Français - Lettres

Terreur

Par ISABELLE GUERRIN, publié le jeudi 1 décembre 2016 17:05 - Mis à jour le jeudi 1 décembre 2016 17:05

Ce soir-là j’avais lu fort longtemps quelque auteur.

Il était bien minuit, et tout à coup j’eus peur.

Peur de quoi ? je ne sais, mais une peur horrible.

Je compris, haletant et frissonnant d’effroi,

Qu’il allait se passer une chose terrible…

Alors il me sembla sentir derrière moi

Quelqu’un qui se tenait debout, dont la figure

Riait d’un rire atroce, immobile et nerveux :

Et je n’entendais rien, cependant.
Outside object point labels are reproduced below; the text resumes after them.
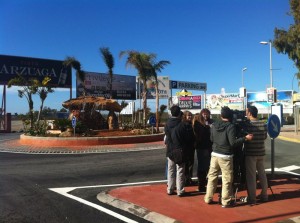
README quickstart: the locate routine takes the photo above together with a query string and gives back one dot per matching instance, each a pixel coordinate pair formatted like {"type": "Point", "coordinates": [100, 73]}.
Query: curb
{"type": "Point", "coordinates": [289, 139]}
{"type": "Point", "coordinates": [134, 209]}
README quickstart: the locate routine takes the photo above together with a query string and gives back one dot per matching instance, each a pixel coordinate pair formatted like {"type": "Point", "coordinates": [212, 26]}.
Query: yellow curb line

O torture !

Sentir qu’il se baissait à toucher mes cheveux,

Et qu’il allait poser sa main sur mon épaule,

Et que j’allais mourir au bruit de sa parole !…
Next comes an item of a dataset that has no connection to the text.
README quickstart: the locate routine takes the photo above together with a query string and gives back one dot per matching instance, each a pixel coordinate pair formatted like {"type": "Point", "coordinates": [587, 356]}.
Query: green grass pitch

Il se penchait toujours vers moi, toujours plus près ;

Et moi, pour mon salut éternel, je n’aurais

Ni fait un mouvement ni détourné la tête…

Ainsi que des oiseaux battus par la tempête,

Mes pensers tournoyaient comme affolés d’horreur.

Une sueur de mort me glaçait chaque membre,

Et je n’entendais pas d’autre bruit dans ma chambre

Que celui de mes dents qui claquaient de terreur.

Un craquement se fit soudain ; fou d’épouvante,

Ayant poussé le plus terrible hurlement

Qui soit jamais sorti de poitrine vivante,

Je tombai sur le dos, roide et sans mouvement.